Sorry for the newbie question but could you please explain the steps? Thanks!
-
1. update to pfsense 2.2
2. go to services > DNS forwarder - un-check " Enable DNS forwarder" then save
3. go to services > DNS Resolver - check "enable dns resolver" then saveI also enabled DNSSEC, Register DHCP leases in the DNS Resolver, Register DHCP static mappings in the DNS Resolver (all optional)
and in the advanced settings TAB I enabled Prefetch Support, Prefetch DNS Key Support (these should make DNS abit zippier) (also optional)
I considering enabling Harden Glue and Harden DNSSEC data but I'm no sure. Maybe someone else will chime in. The POSSIBLE issue I see is that once I turn those on any site on the web that hasn't configured DNS 100% perfectly might just disappear and become unavailable to me even though they aren't spoofing or being spoofed? Not sure how this will impact my network if I turn them on basically.
Also, I went to system > general setup and deleted all my DNS server IPs from that list. (seems optional)
Then I un-checked "Allow DNS server list to be overridden by DHCP/PPP on WAN" (seems optional)
and I checked "Do not use the DNS Forwarder as a DNS server for the firewall" (seems required)
And clicked save - always click save when you change things.
These changes should take you off the ISP DNS, any public DNS servers and put you on the Internets main root DNS servers with DNSSEC.
At this point, the only issue (not really an issue) is that large well organized very good ISPs may cache alot of content and may also direct you to the very nearest content servers if you are using their DNS, which you will not be. I'm not too sure how big a performance hit you may take, if any. Maybe someone else can chime in on that subject?

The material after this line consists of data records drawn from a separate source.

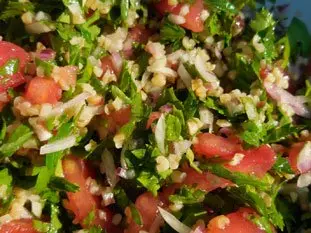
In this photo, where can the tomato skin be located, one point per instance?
(293, 155)
(118, 118)
(43, 90)
(256, 161)
(82, 202)
(238, 223)
(18, 226)
(210, 146)
(147, 205)
(11, 51)
(140, 34)
(193, 20)
(152, 117)
(205, 181)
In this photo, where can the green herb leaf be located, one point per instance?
(9, 68)
(188, 195)
(172, 34)
(262, 21)
(173, 128)
(299, 38)
(20, 135)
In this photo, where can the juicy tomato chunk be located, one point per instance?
(18, 226)
(152, 117)
(43, 90)
(147, 205)
(140, 34)
(193, 18)
(118, 118)
(82, 202)
(237, 222)
(108, 63)
(256, 161)
(205, 181)
(210, 145)
(293, 155)
(11, 51)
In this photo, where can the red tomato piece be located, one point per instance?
(18, 226)
(237, 222)
(205, 181)
(293, 155)
(147, 205)
(256, 161)
(140, 34)
(11, 51)
(43, 90)
(118, 118)
(210, 145)
(82, 202)
(193, 19)
(153, 117)
(107, 64)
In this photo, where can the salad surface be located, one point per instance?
(155, 116)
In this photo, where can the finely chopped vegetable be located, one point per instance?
(187, 116)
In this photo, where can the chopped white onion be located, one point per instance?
(37, 28)
(205, 74)
(207, 118)
(71, 103)
(174, 222)
(304, 180)
(58, 145)
(110, 168)
(117, 61)
(184, 75)
(304, 158)
(160, 134)
(156, 224)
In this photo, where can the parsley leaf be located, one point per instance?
(172, 34)
(20, 135)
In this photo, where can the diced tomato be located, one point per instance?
(210, 145)
(11, 51)
(205, 181)
(66, 76)
(193, 19)
(256, 161)
(43, 90)
(147, 205)
(140, 34)
(237, 222)
(118, 118)
(152, 117)
(82, 202)
(109, 64)
(18, 226)
(293, 155)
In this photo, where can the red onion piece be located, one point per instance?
(283, 96)
(304, 158)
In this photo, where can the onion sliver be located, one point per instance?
(174, 222)
(58, 145)
(110, 168)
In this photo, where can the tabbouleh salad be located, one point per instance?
(188, 116)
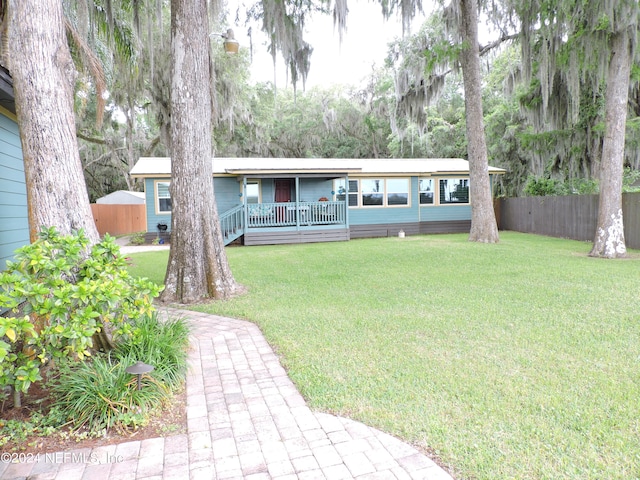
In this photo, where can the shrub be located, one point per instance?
(100, 394)
(137, 239)
(162, 344)
(75, 299)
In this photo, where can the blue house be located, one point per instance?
(285, 200)
(14, 225)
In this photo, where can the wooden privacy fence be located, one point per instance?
(572, 216)
(119, 219)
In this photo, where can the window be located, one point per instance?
(372, 192)
(163, 197)
(341, 191)
(397, 191)
(426, 187)
(253, 191)
(454, 190)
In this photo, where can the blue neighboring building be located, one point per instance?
(14, 225)
(285, 200)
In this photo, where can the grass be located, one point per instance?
(516, 360)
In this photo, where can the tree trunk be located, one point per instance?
(484, 227)
(609, 239)
(198, 267)
(43, 78)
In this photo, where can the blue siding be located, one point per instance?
(226, 190)
(14, 224)
(411, 213)
(154, 218)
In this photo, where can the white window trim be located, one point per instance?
(454, 204)
(384, 192)
(157, 198)
(436, 197)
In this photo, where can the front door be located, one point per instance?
(283, 190)
(283, 194)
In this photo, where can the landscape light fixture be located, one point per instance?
(231, 45)
(139, 368)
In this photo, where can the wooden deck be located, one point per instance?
(290, 222)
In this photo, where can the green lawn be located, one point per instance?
(517, 360)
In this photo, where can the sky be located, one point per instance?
(364, 44)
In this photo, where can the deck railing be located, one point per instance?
(283, 214)
(232, 224)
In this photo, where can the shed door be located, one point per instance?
(283, 189)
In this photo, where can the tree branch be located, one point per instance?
(99, 141)
(496, 43)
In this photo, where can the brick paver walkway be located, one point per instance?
(246, 420)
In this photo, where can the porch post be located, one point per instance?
(346, 200)
(243, 195)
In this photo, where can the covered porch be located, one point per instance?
(288, 208)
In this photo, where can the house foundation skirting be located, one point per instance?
(274, 237)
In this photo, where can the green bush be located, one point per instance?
(162, 344)
(101, 395)
(67, 299)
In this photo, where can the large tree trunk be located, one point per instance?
(198, 267)
(43, 78)
(484, 227)
(609, 239)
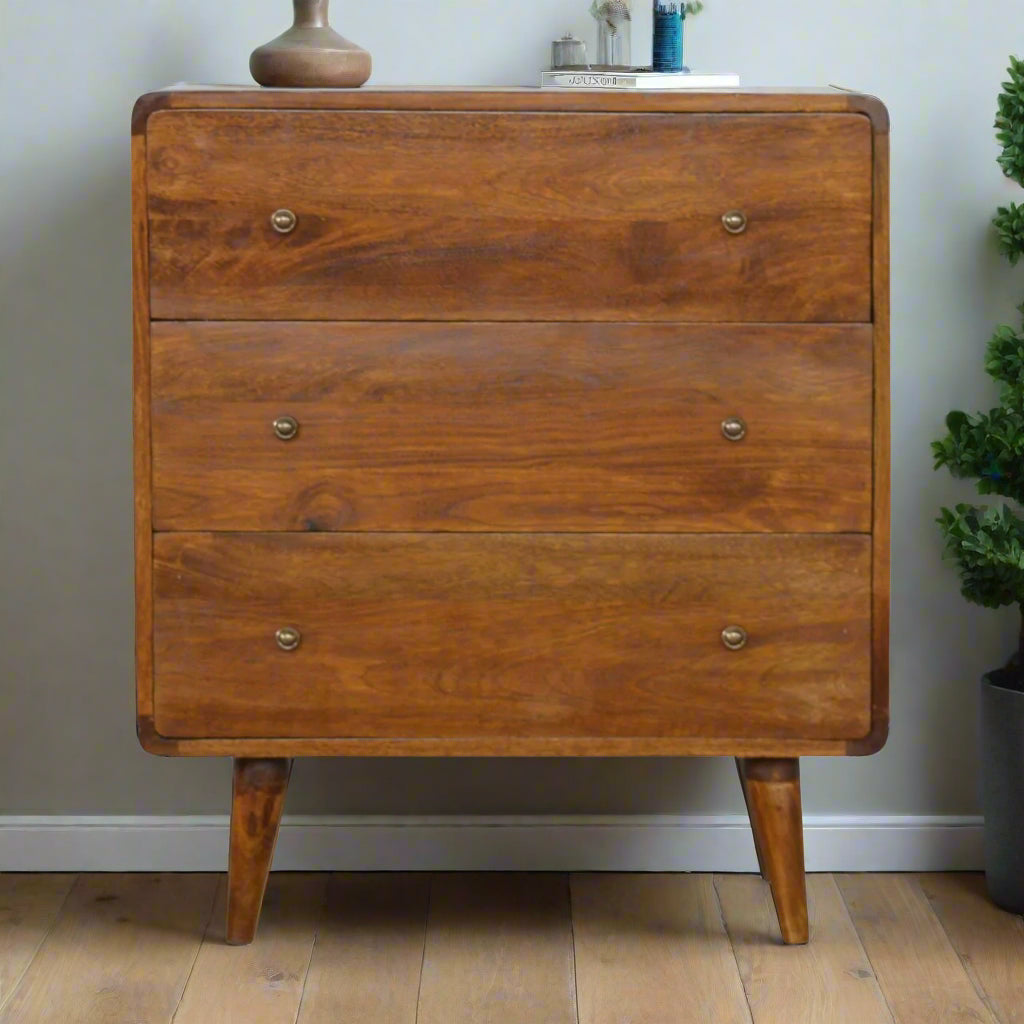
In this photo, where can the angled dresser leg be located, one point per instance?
(747, 801)
(772, 790)
(257, 800)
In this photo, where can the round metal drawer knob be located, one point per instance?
(288, 638)
(734, 637)
(734, 221)
(733, 429)
(284, 221)
(286, 427)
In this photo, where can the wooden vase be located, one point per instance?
(310, 54)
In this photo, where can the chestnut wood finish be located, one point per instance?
(509, 216)
(257, 802)
(512, 427)
(509, 325)
(511, 634)
(771, 786)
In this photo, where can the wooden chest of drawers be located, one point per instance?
(508, 422)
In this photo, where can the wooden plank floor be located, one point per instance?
(507, 948)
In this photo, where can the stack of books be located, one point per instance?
(635, 78)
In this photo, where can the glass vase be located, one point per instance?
(613, 34)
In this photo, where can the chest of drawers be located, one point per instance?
(507, 422)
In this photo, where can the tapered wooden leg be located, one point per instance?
(257, 800)
(757, 841)
(772, 790)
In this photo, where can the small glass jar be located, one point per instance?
(614, 45)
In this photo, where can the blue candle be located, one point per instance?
(668, 53)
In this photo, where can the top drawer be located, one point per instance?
(509, 216)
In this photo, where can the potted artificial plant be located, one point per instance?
(987, 542)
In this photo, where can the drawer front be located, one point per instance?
(511, 427)
(519, 635)
(509, 216)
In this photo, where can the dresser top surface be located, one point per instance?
(508, 98)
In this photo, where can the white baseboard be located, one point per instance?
(663, 843)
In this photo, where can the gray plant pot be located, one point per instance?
(1003, 791)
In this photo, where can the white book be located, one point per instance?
(636, 80)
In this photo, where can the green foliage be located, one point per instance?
(1009, 222)
(1010, 123)
(988, 548)
(990, 446)
(987, 544)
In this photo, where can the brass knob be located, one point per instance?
(734, 637)
(288, 638)
(286, 427)
(734, 221)
(284, 221)
(733, 429)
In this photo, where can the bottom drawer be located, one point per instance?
(560, 635)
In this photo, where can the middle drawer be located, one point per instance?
(302, 426)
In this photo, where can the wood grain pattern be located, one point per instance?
(29, 905)
(369, 950)
(918, 969)
(406, 215)
(513, 427)
(499, 950)
(881, 499)
(263, 983)
(487, 747)
(828, 981)
(511, 635)
(651, 948)
(771, 787)
(121, 950)
(141, 425)
(758, 99)
(989, 941)
(257, 803)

I haven't noticed anything bad myself. I have noticed less issues on the physical LAN with windows machines. They seem to be resolving much faster and more reliably now.
Here in my location, I'm VPNing in and using pfsense DNS over the tunnel and its resolving both IPv4 and IPV6 just fine.
Hope that helps.
-
If pictures help, this is my home config, just set your interfaces and turn off Forwarder and Turn on Resolver. :)
Edited to include: Wpad.dat, and the Advanced options is specific to my setup.
-
Last question (For now LOL), what is/are the advantages/disadvantages of unbound vs the current DNS Forwarder.
Thanks! -
Its just generally better, more robust and feature rich. (also more secure)
Unbound is a validating, recursive and caching DNS server.
Dnsmasq is a lightweight, easy to configure DNS forwarder.
So, one is a DNS server and the other in merely a forwarder for other DNS servers.
-
I am only running a home network should I still make the change in your opinion?
Cheers!
-
I like it better so far. Its up you you.
Be safe. Back up your current config then give it a try. If you don't like it, restore your old config.
-
how did you backup the package? or just import the anything after autoupgraded?
No need to backup the package. All packages that does not have explicit option to remove config options will be there after package reinstall.
-
Waited for the wife to go out shopping and completed the task as per kejianshi instructions. I have noticed a snappier response and I am quite happy with the performance.The only step I didn't follow was to delete the DNS servers from the general setup.
One other bonus that I wasn't expecting is that I no longer have DNS leaks connecting as a VPN client ;D
Thanks kejianshi and all others who responded.
Cheers!
-
how did you backup the package? or just import the anything after autoupgraded?
No need to backup the package. All packages that does not have explicit option to remove config options will be there after package reinstall.
so the procedure is
- make a backup config
- uninstall all package
- run auto upgrade
- import the backup config
right? thanks :D
-
- reinstall and test each package.
-
-
all package need to be config again?
No. Only those that needs this wipe on upgrades(like snort).
-
all package need to be config again?
No. Only those that needs this wipe on upgrades(like snort).
the package config file will remain in the upgraded system?
-
the package config file will remain in the upgraded system?
Yes. It's on xml config file, not on package dirs.
-
-
i had to do a fresh install as well. no big deal.
-
Same issue here, full upgrade running pfsense 2.15 AMD 64. The auto upgrade made the system dysfunctional.
Basically the way to perfectly upgrade the system is to make a full config backup. Fresh install and restore the config.
It was no biggie for me as I needed to replace the HD anyway. But half a day was gone in getting it running again.
Note: After restoring the config, need to clear the packages lock and reinstall packages.